A year ago
French President Emmanuel Macron called for some straight talking Wednesday as he met with the bitterly divided pro- and anti-independence camps on France's overseas Pacific territory of New Caledonia.
French President Emmanuel Macron participates in a meeting with the political forces of New Caledonia at the High Commission in Noumea on July 26, 2023.
French President Emmanuel Macron participates in a meeting with the political forces of New Caledonia at the High Commission in Noumea on July 26, 2023.
Macron is on a landmark trip to help chart a way forward for New Caledonia, a nickel-rich South Pacific territory of nearly 300,000 people where pro-independence forces are still smarting from a disputed 2021 vote to remain part of France.
The French head of state reminded both sides of their "immense responsibility" to find a consensus on a future constitutional status for the archipelago.
Macron said he was not conducting a negotiation – a process that pro-independence forces have not agreed to – but was rather seeking a "profound, sincere political exchange".
"It is important, in this period we are going through, to speak to each other," he said at the outset of discussions at the High Commission, held partly behind closed doors.
The territory's indigenous, largely pro-independence Kanaks widely boycotted a December 2021 referendum that voted 97 percent in favour of remaining part of France, rejecting its result and arguing it should have been delayed due to the Covid-19 pandemic.
The vote outcome has fed ethnic tensions, with the poorer indigenous Kanak community generally favouring independence over the loyalist, wealthier white community.
Three referendums over a period of five years have all rejected independence.
But ballots in 2018 and 2020 were much closer, with anti-independence forces winning between 53 and 57 percent of the vote.
The referendums were agreed under the Noumea Accord of 1998 to gradually give more political power to the territory following violent protests in the 1980s.
The French president has insisted that the future status of New Caledonia must take into account the anti-independence referendum results.
The referendums marked the end of a political process but no one had really prepared the next steps, Macron said.

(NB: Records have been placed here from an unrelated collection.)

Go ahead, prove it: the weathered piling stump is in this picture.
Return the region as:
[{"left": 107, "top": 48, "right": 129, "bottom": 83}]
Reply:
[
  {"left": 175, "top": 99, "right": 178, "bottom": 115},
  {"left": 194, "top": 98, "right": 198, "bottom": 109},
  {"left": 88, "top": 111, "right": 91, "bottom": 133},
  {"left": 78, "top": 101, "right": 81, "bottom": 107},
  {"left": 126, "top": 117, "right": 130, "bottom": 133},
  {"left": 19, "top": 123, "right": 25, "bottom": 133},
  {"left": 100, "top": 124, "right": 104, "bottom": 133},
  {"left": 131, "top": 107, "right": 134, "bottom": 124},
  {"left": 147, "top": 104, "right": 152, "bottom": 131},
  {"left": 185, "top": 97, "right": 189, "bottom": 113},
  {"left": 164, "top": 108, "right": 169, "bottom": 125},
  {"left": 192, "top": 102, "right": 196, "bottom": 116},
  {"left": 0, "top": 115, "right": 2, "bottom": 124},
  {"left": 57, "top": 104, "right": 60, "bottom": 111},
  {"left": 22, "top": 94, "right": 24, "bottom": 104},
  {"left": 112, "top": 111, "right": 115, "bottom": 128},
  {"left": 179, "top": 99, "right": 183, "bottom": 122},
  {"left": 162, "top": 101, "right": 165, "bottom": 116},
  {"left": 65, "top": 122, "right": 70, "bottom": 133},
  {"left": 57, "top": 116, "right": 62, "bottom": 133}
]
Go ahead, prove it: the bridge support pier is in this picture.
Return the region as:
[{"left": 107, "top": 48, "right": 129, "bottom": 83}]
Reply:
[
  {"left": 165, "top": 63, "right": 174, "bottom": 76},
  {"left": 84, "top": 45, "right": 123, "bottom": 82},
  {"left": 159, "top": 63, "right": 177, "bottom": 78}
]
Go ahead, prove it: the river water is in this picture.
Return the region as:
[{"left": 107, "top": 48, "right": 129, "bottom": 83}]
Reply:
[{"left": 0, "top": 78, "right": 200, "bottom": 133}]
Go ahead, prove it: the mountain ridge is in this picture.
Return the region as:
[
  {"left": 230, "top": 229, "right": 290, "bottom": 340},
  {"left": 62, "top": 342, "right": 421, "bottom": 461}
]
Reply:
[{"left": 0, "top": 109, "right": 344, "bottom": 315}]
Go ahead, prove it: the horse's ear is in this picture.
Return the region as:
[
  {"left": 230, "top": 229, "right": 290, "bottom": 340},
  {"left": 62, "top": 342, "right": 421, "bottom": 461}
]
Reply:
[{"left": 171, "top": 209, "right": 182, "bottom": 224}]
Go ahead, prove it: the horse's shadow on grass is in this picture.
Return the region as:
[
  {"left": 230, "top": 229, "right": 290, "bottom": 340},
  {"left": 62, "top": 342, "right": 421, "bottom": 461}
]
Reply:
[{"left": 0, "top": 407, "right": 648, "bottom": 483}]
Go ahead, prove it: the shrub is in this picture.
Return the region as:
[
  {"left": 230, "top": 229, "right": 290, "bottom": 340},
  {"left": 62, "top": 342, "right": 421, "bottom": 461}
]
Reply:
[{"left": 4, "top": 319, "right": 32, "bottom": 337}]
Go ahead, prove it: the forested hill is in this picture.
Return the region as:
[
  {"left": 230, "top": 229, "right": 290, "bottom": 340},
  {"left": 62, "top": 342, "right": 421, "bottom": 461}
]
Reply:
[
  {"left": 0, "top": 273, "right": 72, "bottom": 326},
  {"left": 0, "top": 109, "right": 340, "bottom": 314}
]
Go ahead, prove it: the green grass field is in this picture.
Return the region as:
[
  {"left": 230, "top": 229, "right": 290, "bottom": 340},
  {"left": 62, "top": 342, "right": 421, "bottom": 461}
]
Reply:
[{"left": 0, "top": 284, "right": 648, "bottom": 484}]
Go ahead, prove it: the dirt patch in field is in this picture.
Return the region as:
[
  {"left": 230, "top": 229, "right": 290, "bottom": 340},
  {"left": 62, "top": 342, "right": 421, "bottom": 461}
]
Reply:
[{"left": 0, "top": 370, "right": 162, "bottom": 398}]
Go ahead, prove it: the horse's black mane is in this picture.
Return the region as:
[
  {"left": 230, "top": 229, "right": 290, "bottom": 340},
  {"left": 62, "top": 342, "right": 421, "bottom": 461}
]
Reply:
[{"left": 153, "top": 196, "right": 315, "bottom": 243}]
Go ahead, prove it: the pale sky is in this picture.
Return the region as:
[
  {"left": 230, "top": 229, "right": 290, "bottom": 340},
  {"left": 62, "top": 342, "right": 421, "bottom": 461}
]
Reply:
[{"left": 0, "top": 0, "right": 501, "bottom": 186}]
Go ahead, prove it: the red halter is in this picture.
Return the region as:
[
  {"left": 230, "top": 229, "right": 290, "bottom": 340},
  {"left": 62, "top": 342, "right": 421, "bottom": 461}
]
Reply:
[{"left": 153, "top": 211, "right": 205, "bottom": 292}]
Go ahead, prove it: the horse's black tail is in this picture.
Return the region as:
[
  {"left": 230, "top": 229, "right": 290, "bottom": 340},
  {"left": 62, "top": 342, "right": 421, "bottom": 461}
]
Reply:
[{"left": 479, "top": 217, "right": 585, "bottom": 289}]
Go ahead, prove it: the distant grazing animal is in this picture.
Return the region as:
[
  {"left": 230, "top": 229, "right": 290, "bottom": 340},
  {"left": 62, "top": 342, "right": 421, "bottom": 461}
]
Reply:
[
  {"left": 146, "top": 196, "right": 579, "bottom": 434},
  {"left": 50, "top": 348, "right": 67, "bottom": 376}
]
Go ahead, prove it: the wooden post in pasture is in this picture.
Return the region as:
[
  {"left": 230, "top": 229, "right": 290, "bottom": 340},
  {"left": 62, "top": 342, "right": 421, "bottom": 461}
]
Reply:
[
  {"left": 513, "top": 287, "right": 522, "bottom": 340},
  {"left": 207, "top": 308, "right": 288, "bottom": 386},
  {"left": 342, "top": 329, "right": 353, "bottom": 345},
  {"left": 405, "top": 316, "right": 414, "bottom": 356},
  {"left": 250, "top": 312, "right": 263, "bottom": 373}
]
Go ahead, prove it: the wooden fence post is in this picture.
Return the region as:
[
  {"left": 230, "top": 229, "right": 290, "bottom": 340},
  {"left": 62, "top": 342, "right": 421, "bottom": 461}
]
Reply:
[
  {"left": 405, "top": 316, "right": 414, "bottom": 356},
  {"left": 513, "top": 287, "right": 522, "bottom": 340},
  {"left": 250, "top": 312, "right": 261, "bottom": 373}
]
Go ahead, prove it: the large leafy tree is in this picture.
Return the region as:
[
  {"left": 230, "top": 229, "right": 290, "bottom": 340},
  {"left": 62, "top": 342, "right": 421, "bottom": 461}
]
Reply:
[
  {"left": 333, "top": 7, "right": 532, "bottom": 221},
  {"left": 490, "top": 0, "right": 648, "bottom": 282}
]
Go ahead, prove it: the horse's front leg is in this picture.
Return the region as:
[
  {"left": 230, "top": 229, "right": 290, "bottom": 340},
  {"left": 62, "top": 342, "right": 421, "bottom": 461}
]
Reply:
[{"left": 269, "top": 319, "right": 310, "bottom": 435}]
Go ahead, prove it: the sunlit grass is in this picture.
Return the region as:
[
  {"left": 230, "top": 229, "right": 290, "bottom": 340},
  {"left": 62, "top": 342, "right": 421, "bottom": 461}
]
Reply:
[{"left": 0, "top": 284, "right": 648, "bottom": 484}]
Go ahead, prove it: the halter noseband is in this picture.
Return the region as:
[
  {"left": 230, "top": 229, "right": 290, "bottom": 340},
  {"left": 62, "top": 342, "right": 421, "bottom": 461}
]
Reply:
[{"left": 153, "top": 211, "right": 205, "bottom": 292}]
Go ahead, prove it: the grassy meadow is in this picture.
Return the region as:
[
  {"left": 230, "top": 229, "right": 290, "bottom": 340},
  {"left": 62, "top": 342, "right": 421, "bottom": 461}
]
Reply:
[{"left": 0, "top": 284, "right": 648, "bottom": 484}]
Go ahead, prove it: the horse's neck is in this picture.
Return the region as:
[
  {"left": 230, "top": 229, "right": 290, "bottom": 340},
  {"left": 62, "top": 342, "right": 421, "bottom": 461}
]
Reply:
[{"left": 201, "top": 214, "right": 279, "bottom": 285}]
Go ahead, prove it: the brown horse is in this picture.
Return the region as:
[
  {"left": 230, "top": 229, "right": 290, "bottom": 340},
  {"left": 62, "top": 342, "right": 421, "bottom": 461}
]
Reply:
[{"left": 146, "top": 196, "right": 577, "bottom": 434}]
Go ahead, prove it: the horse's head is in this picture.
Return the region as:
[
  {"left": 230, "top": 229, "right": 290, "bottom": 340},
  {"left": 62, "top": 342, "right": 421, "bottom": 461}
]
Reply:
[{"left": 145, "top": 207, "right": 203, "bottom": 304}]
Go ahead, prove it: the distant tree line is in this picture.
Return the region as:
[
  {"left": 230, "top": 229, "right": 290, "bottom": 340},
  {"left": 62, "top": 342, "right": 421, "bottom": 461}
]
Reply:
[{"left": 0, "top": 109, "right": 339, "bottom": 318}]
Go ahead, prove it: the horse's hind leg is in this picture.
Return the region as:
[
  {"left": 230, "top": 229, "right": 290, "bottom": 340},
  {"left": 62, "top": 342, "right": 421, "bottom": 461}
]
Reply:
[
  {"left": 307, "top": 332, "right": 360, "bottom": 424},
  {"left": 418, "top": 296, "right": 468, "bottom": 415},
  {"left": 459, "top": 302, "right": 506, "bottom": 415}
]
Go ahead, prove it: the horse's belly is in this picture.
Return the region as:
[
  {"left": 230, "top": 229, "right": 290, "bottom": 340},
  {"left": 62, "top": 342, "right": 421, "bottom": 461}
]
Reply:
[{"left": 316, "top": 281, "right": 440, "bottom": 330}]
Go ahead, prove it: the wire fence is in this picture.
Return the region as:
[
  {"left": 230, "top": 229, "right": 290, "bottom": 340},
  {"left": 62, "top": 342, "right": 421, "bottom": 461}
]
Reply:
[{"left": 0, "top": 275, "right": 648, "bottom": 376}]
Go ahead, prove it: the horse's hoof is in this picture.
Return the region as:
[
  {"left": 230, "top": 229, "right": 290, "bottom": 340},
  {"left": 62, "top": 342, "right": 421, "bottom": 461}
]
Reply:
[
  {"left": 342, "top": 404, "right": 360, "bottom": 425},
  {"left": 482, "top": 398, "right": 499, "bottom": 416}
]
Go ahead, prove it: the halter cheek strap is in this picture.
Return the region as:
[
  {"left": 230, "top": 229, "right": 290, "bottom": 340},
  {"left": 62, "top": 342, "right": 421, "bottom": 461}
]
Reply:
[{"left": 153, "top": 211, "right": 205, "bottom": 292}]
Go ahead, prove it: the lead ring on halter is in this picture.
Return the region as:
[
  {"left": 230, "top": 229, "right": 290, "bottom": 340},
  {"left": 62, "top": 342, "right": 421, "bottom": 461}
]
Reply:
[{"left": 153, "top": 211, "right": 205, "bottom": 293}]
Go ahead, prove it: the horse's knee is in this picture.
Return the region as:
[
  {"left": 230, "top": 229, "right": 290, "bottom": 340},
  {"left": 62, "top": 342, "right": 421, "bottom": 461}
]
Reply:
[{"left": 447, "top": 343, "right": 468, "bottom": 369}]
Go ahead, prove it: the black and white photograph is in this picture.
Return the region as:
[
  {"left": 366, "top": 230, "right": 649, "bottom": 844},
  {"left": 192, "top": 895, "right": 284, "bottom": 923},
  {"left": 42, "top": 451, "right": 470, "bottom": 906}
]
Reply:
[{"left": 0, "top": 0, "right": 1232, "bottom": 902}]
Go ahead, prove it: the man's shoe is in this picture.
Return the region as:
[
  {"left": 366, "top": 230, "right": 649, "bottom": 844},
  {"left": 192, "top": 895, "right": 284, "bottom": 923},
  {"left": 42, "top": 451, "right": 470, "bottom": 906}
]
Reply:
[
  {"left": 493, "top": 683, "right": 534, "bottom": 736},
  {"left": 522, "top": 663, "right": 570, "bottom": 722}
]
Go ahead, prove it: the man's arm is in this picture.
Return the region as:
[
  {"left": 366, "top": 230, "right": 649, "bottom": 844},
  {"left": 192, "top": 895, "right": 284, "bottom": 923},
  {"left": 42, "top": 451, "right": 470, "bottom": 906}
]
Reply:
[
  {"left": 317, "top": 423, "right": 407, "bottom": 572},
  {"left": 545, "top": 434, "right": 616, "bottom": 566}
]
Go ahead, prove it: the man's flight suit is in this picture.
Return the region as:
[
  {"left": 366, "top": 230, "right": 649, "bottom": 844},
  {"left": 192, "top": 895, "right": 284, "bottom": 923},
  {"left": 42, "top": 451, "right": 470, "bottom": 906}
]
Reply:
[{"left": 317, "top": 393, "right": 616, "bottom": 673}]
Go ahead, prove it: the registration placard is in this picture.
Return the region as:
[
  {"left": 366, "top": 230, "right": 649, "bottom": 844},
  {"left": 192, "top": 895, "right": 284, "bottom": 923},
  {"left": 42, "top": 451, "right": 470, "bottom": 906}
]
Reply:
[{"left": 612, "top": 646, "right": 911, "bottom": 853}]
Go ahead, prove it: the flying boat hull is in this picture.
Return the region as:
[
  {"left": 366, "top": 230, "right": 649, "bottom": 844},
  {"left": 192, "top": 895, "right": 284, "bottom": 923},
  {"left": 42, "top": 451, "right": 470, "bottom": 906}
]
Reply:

"We find ourselves in a kind of suspended state," he added. "We are collectively faced with an immense responsibility."
Negotiations on a new constitutional status for the territory have been bogged down, notably over the voting system, with a future path for self-determination also up in the air.
Macron is at the same time seeking to reassert his country's importance in the Pacific region, where China and the United States are vying for influence but where France has territories such as New Caledonia and French Polynesia.
After his 48-hour stop in New Caledonia, Macron is to make the first visits by a sitting French president to Vanuatu and Papua New Guinea, where he is expected to lay out a "French alternative" for the region.
Macron has had to reassemble a Pacific strategy since Australia in 2021 tore up a deal for France to provide a fleet of diesel-powered submarines, opting instead for US– and British-built nuclear-powered vessels.